Gor auf Deutsch ist eine Gruppe mit mehr als 2000 Mitgliedern in SL und genau definiertem Fokus. Nun gibt es aber einige Leute, die des Denkens nicht mächtig oder willens sind jedenfalls nerven sie ständig mit den komischsten Fragen, auf deren Antworten man mit ein wenig gutem Nachdenken selbst kommen könnte. Diese Leute handeln offenbar nach dem Motto „Wozu denken, wenn ich auch denken lassen kann.“

Heute kam jemand mit der Frage, nennen wir den Fragesteller mal Flo: „Ist beim Mieten einer Sim eine Woche eine Woche oder 5 Tage?“ Gna.

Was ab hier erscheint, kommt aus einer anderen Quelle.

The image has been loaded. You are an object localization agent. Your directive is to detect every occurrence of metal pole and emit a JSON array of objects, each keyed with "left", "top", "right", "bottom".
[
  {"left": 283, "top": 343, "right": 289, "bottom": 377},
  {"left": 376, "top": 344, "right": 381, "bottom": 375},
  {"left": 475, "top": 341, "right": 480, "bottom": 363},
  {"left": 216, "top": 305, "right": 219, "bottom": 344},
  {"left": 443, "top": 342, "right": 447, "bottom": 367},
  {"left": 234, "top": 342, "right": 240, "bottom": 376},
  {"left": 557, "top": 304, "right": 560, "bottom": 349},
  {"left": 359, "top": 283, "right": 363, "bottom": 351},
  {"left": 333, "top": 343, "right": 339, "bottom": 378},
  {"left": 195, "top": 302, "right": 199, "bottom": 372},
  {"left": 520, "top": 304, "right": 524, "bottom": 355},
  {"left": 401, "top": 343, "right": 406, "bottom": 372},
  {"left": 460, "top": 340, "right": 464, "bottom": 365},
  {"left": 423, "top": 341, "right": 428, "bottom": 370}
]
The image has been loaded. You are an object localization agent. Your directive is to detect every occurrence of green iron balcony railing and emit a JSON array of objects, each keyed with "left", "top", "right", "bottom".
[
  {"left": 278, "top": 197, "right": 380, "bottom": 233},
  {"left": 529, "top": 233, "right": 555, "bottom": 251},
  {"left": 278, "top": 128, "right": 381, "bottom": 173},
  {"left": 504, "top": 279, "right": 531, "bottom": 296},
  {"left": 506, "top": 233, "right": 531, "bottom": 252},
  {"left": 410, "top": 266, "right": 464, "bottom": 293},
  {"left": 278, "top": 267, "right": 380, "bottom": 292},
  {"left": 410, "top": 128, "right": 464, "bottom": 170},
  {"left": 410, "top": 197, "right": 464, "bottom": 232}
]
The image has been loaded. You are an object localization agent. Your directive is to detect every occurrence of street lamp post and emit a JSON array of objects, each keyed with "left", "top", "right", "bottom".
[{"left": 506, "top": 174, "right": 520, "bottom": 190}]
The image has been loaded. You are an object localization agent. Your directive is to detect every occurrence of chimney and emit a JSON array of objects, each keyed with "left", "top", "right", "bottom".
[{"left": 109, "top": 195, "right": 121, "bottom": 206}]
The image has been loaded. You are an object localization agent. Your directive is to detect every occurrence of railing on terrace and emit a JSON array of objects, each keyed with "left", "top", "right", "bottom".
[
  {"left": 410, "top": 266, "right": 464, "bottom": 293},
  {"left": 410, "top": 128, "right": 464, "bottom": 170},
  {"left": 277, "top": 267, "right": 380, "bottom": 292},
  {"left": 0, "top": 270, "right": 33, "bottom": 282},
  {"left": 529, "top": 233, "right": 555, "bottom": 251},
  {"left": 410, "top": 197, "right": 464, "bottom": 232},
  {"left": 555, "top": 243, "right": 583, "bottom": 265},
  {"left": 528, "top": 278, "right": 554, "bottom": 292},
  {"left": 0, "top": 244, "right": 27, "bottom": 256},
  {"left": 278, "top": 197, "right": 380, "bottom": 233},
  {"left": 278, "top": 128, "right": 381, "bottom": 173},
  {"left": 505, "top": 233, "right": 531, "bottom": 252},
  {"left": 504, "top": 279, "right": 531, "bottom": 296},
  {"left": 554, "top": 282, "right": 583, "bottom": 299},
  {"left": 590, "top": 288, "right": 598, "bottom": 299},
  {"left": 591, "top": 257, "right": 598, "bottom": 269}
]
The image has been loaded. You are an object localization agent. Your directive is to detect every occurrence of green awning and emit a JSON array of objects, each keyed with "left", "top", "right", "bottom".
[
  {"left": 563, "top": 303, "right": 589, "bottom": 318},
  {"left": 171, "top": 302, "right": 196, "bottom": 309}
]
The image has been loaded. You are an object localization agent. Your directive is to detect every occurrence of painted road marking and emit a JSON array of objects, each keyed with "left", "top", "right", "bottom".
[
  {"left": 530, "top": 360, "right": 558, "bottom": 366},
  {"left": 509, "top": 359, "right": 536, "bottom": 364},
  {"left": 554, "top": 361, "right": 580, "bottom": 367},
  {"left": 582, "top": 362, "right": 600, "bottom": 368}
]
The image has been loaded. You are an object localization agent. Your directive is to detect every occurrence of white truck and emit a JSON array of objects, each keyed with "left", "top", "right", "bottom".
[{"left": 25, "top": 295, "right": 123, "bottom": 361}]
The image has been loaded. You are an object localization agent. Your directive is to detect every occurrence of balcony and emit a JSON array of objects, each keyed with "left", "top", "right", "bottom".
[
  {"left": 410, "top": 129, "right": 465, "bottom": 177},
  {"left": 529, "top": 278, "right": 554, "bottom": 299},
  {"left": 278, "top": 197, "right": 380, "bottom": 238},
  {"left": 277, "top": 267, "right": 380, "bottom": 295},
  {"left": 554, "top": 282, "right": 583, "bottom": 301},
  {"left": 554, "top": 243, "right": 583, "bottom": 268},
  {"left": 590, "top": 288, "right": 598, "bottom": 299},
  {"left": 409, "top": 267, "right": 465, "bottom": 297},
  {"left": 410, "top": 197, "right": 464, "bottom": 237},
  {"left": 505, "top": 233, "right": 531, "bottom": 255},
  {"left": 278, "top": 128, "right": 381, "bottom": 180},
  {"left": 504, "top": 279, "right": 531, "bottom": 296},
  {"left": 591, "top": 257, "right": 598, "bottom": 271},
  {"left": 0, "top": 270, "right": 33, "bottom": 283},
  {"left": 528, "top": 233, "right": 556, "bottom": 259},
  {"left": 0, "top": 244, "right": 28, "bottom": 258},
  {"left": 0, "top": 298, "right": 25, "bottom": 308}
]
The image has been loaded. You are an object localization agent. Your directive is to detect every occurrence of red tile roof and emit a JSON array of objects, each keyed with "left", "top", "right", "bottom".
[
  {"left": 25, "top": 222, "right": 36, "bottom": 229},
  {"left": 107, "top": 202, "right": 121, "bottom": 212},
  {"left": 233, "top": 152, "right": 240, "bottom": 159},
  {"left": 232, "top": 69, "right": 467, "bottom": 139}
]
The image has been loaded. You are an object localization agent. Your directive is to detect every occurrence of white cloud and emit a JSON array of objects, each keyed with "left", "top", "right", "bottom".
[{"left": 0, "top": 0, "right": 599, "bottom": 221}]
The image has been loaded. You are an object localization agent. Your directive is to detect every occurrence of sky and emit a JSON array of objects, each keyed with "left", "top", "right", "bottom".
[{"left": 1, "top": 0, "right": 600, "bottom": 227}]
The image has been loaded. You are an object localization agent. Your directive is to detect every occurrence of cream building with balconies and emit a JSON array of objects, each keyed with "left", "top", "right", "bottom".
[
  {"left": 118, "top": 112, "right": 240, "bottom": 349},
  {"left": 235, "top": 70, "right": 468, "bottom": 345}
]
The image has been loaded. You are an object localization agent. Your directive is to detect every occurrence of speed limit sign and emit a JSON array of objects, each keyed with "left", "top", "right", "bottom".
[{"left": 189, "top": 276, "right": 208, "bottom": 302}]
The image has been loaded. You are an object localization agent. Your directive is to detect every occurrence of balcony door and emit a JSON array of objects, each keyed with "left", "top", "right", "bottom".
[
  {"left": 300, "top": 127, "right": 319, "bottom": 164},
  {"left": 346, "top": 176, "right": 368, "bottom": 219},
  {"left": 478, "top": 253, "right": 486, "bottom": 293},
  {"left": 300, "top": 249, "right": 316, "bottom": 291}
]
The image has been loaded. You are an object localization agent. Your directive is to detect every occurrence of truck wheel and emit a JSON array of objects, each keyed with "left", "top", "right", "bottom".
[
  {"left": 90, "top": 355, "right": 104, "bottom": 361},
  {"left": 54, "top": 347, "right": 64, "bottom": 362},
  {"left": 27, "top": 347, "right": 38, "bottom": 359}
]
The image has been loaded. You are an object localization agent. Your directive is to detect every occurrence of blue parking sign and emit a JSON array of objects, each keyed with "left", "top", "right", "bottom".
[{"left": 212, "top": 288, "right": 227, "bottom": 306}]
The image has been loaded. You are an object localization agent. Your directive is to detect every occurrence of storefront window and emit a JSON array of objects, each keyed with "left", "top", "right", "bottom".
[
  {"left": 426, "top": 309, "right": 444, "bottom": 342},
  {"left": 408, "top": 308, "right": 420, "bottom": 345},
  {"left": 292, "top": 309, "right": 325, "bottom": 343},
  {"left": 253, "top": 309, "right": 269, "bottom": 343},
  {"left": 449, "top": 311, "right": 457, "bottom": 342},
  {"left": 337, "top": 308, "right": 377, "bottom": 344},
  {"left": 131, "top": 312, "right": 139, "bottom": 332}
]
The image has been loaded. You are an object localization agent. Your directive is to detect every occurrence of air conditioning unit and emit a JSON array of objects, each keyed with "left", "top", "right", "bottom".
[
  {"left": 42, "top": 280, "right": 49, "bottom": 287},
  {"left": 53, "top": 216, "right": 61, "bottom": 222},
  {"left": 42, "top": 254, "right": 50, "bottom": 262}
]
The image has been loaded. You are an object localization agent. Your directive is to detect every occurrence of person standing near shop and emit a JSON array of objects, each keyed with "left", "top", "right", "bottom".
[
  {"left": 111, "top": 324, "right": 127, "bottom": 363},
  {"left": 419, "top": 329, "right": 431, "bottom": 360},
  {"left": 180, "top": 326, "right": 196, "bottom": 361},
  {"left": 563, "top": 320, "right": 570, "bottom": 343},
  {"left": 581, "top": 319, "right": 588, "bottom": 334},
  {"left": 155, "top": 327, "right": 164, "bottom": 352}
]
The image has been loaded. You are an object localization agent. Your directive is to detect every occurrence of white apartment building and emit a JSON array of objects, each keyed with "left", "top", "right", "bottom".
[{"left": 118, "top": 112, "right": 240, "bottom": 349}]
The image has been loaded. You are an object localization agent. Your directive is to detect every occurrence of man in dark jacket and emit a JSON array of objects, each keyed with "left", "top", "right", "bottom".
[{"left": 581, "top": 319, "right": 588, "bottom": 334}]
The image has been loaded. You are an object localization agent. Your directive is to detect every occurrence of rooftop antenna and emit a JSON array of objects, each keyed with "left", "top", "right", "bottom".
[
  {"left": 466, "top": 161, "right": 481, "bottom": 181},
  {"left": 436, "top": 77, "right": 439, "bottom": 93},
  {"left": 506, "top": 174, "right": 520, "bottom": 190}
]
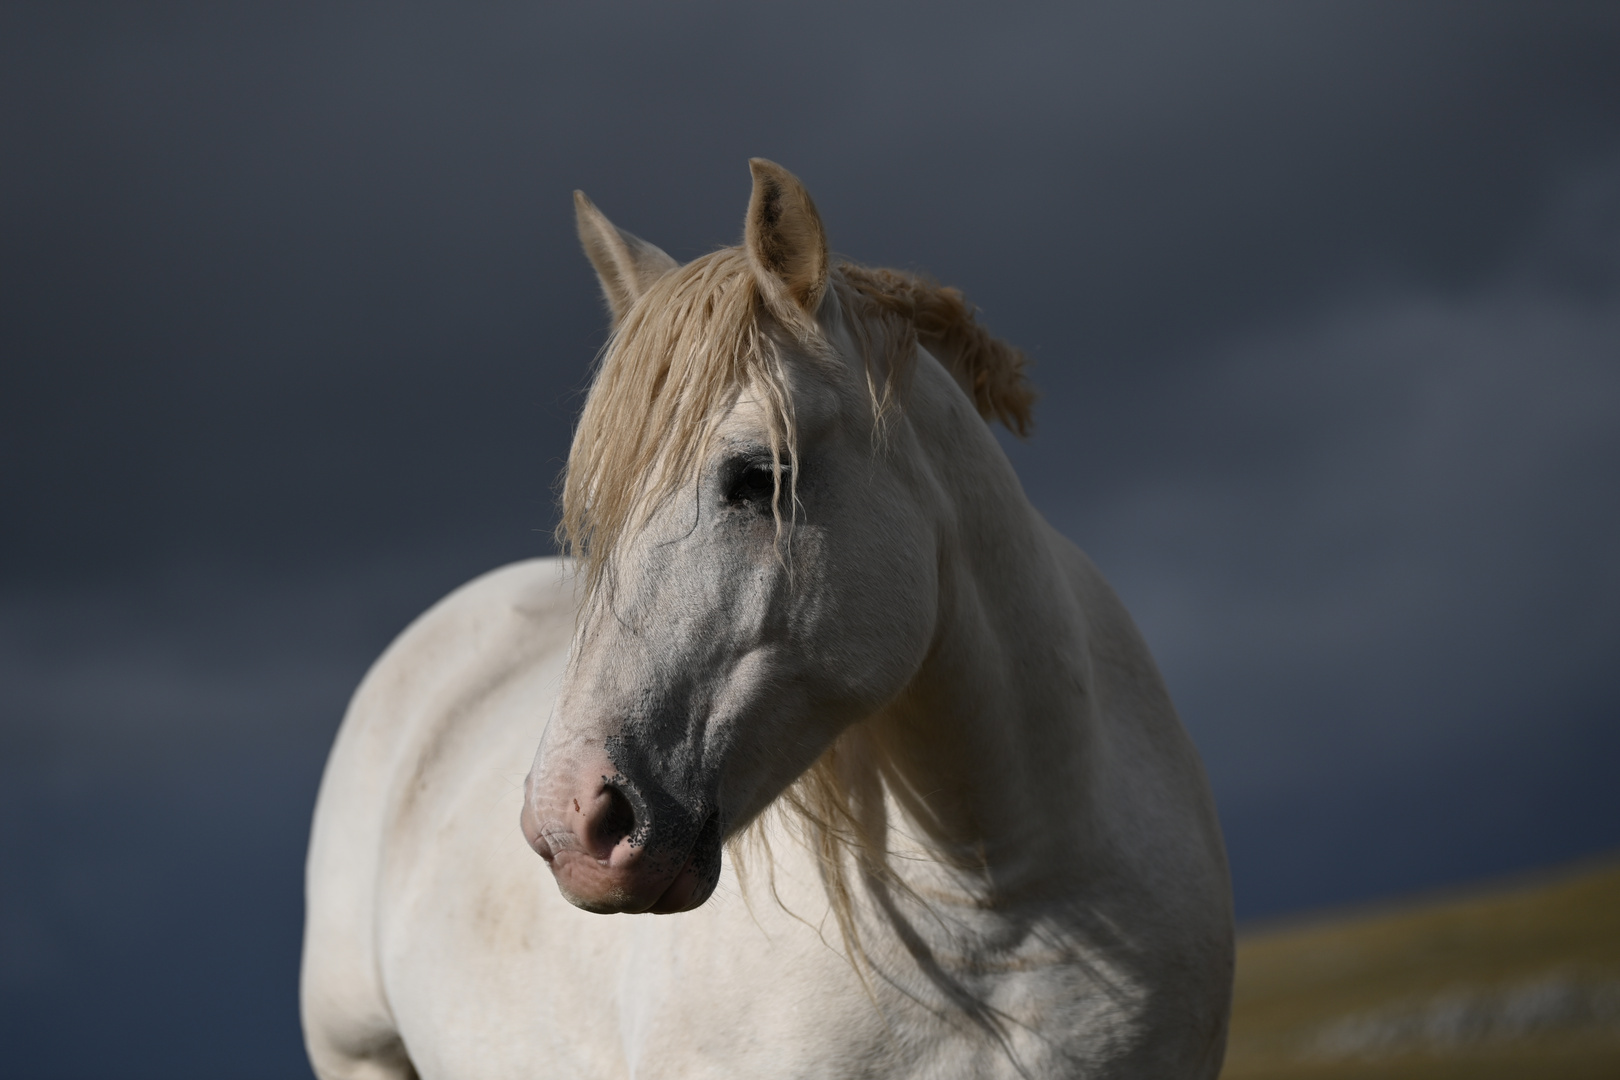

Erstens nervt genau diese Person sowieso in einer Tour, dass man sie grundsätzlich auf Mute haben sollte – doofe Neuinstallation hier, muss ich glatt mal nachholen – aber selbst wenn sie auf Mute ist, nervt sie dann noch dadurch, dass sofort X Leute auf die Frage anspringen und ihr helfen wollen. Mute alleine hilft nicht, eigentlich sollte man ihr die Chatrechte sperren und fertig, da sie ständig die Gruppe mit irgendwelchem völlig belanglosen Mist belämmert.

Letztendlich zeigt es wieder einmal nur eindrucksvoll, dass SL für Gruppenchats bisher nicht gemacht ist, aber das soll ja nächstes Jahr besser werden. Freuen wir uns darauf!